Roy arched a brow as he eyed Pepper, before he coughed again, then spoke. "Who says if I believed in ghosts that I'd be scared of them?" he posed. "Maybe I believe in ghosts, but I'm not scared, just curious. Not that I've seen one, but that's what the place felt like to me. Just...haunted." he said, still knowing that the description was hardly a well explained one.
"Isn't that what ghosts are for?" Pepper shot back. "For people to be all 'scream and run away' at? So yeah, I think that if you believed in ghosts you'd be scared of them. I think that if you thought a building was haunted and you had to spend a night there all by yourself you'd be all fraidy and cry like a girl," she teased.
"I think if someone's sayin that all there is is to be afraid of somethin, then it's really her who's scared." Roy shot back, smirking at her. "Besides, aren't libraries supposed to be haunted? Or is that theaters?" he asked. He'd vaguely heard something about something like that but had no real clue what it was about. Though now he wanted to ask Maddy if there was a ghost in her theater. Then he paused, and grinned. "Wasn't it you who also said that my vault is creepy?" he asked. "I sleep there just fine. Yep. Someone's a scared little girl." he decided.

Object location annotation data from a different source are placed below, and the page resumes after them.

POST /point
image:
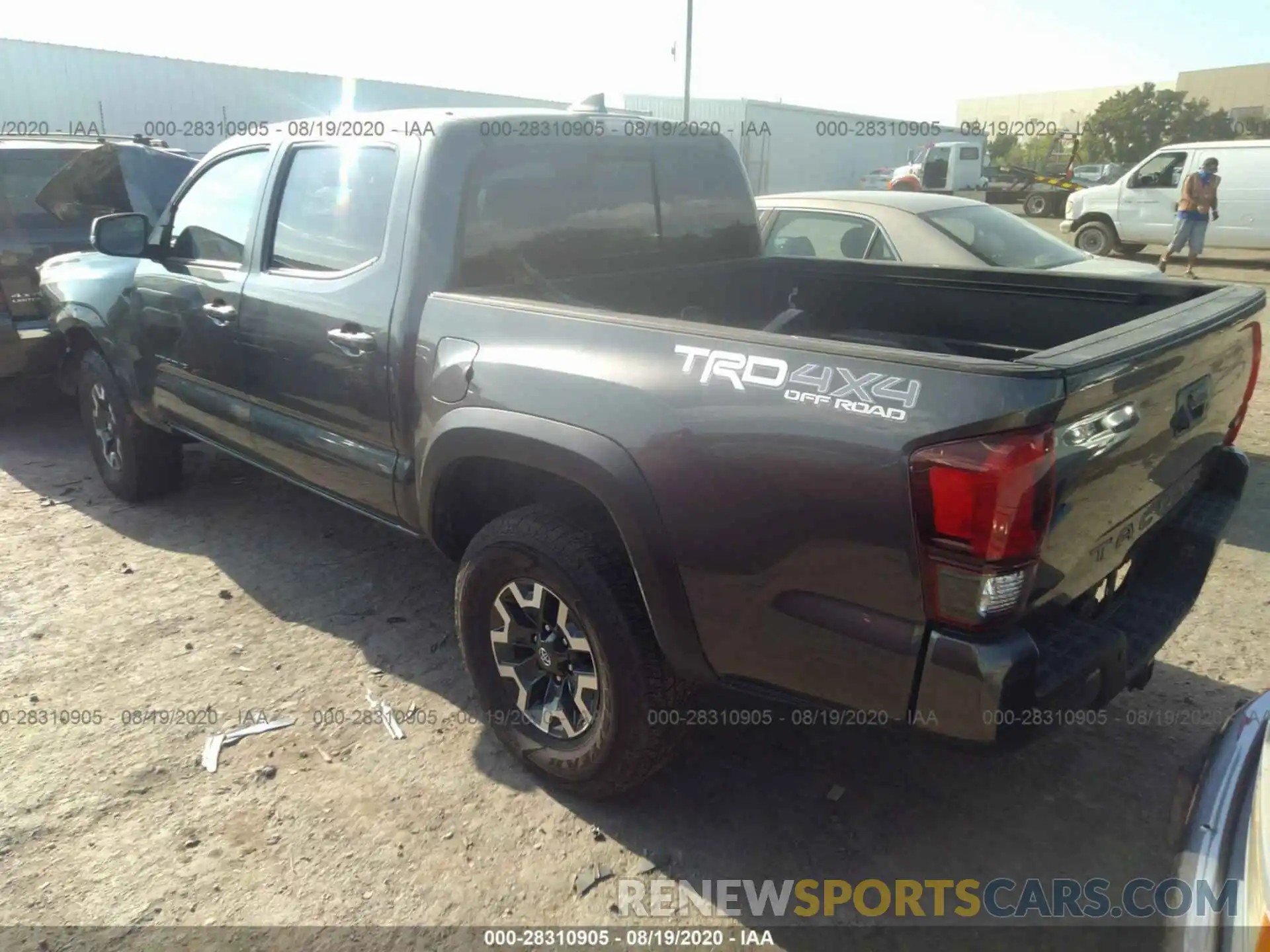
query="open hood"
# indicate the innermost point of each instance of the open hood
(116, 177)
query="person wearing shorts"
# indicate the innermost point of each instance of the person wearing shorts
(1198, 200)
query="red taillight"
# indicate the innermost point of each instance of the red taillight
(984, 507)
(1253, 385)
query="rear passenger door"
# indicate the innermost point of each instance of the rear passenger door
(832, 235)
(317, 314)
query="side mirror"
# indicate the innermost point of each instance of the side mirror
(121, 235)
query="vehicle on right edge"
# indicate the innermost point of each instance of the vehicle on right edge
(1141, 207)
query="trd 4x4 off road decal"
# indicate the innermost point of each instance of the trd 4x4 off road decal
(839, 387)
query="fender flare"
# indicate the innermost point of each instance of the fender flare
(603, 467)
(73, 315)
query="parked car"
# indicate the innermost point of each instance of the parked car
(51, 188)
(1226, 841)
(921, 229)
(1141, 208)
(875, 179)
(662, 459)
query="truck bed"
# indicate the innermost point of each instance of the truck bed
(986, 315)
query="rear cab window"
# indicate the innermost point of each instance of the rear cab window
(556, 208)
(333, 211)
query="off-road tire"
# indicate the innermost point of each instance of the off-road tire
(629, 739)
(150, 459)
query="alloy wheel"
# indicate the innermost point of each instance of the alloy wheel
(541, 649)
(1093, 241)
(106, 427)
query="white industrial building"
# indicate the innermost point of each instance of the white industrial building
(798, 149)
(46, 88)
(64, 89)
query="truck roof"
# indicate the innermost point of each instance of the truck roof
(399, 124)
(915, 202)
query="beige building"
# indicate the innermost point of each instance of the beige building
(1241, 91)
(1047, 112)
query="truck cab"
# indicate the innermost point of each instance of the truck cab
(944, 168)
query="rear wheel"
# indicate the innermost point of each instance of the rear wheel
(135, 460)
(556, 639)
(1095, 238)
(1037, 205)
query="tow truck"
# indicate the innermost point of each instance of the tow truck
(958, 168)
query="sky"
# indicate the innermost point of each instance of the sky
(910, 60)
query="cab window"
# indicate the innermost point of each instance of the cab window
(1164, 171)
(214, 218)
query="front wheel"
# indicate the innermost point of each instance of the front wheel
(135, 460)
(554, 635)
(1095, 238)
(1037, 205)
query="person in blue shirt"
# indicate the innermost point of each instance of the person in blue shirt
(1198, 200)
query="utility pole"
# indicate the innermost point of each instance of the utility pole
(687, 65)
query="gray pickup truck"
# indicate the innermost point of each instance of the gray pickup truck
(977, 502)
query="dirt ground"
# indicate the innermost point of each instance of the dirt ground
(243, 594)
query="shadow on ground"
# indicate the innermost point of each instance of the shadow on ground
(742, 803)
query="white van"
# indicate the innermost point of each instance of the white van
(1140, 208)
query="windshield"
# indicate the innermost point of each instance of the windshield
(1001, 239)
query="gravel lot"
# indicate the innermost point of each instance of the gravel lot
(244, 594)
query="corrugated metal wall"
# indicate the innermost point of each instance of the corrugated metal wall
(187, 103)
(795, 149)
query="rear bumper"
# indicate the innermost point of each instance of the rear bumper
(1044, 673)
(27, 347)
(1217, 824)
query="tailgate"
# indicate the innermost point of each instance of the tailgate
(1148, 404)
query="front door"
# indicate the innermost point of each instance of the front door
(189, 305)
(316, 323)
(1148, 202)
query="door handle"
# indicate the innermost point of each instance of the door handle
(351, 342)
(220, 313)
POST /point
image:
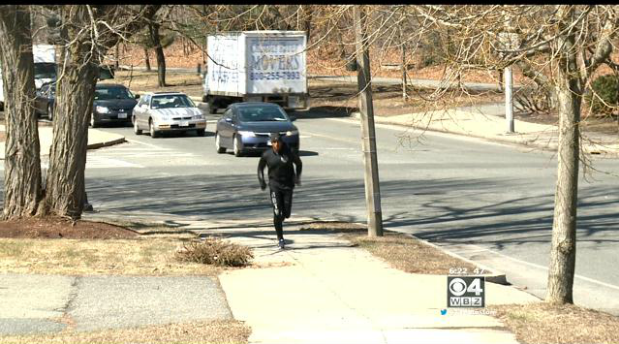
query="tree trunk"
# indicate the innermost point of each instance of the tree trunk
(22, 175)
(65, 177)
(563, 250)
(307, 14)
(154, 36)
(147, 60)
(116, 63)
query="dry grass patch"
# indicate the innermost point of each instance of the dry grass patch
(143, 256)
(402, 251)
(142, 81)
(408, 254)
(215, 251)
(221, 331)
(545, 323)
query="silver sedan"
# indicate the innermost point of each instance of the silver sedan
(167, 111)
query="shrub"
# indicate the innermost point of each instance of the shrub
(215, 251)
(606, 88)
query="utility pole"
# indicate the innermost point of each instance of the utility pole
(368, 132)
(508, 83)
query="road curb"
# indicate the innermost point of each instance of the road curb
(527, 144)
(107, 143)
(195, 99)
(496, 277)
(93, 145)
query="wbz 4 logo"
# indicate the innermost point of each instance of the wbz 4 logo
(465, 291)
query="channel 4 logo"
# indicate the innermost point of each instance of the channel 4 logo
(466, 292)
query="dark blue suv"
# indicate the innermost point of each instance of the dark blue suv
(246, 127)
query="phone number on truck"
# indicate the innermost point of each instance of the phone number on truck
(275, 76)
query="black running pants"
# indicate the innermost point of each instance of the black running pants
(282, 205)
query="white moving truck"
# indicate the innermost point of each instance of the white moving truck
(267, 66)
(44, 67)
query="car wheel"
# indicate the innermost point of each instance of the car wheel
(211, 106)
(151, 128)
(218, 146)
(238, 146)
(136, 129)
(93, 122)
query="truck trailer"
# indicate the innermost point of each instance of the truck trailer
(264, 66)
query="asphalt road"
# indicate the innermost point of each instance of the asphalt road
(490, 202)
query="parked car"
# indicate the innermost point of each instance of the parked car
(167, 112)
(44, 100)
(113, 103)
(247, 127)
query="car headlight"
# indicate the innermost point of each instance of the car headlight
(247, 133)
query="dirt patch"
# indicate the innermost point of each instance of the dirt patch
(408, 254)
(401, 251)
(142, 81)
(545, 323)
(59, 228)
(388, 101)
(220, 331)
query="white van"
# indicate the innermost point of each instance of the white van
(44, 67)
(256, 66)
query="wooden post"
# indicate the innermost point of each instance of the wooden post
(368, 132)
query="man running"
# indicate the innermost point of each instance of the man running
(282, 179)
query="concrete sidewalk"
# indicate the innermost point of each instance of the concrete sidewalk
(96, 139)
(321, 289)
(488, 122)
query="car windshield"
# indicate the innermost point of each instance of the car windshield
(171, 101)
(261, 114)
(112, 93)
(44, 70)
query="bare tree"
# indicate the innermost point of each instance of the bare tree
(88, 32)
(22, 175)
(560, 48)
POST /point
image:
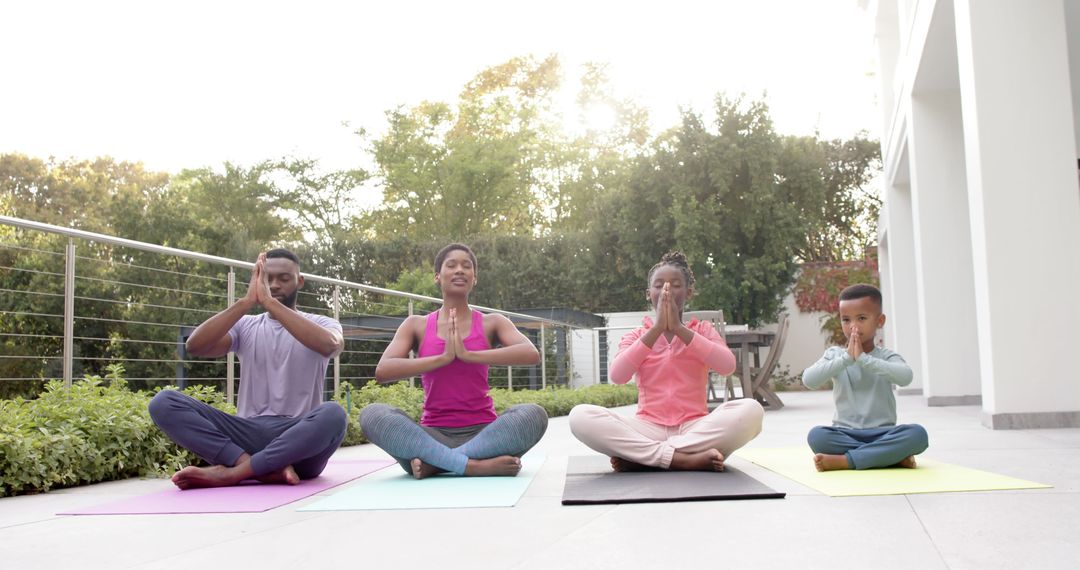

Pepper shot him a glare. "You know - I ain't stupid. I know that if that vault door shuts then there's no way out. I think it's creepy cos someone takes bad with something and you could wake up stuck in there for the rest of your life. I don't want that kind of thing. And then, maybe someone would come and find you and then they'd live there and you'd be laying there all mouldy-like in the corner," she shot at him, before remembering he was ill and shutting up about the possibility of him dying. "And I think it's big houses that people think are haunted anyhow."
"Anyone ever tell you that you can dish it out, but you can't take it?" Roy said, a little twitchy with her description there. Because his mind did go to what might happen if he died, and how people probably wouldn't find him for a while. Marian probably would, actually. She'd be by before anyone else would be. After all, he was one of the people who could disappear, and no one would even so much as notice. He knew it, everyone else did too. "I should get going." he added, covering another few coughs, and he pushed off of the tree he'd been leaning against.
Normally Pepper would have continued to rib him, but she figured that she'd stumbled as much as she thought she had by bringing up death. She felt bad about that. "The soup kitchen - and keep warm," she offered instead, taking another step back as he started coughing again.
"Yeah. You too." he said, giving her a half wave, before he started off again into the wet, dreary day. Maybe he would stop by the soup kitchen, see if they had anything. Maybe. Til then he was going to try and erase the mental imagery of the vault becoming his tomb, and his poor sister being the one to find him. Girl was fragile enough. But he didn't figure anyone else would really notice. But thoughts of death...they could go away any time now. Really.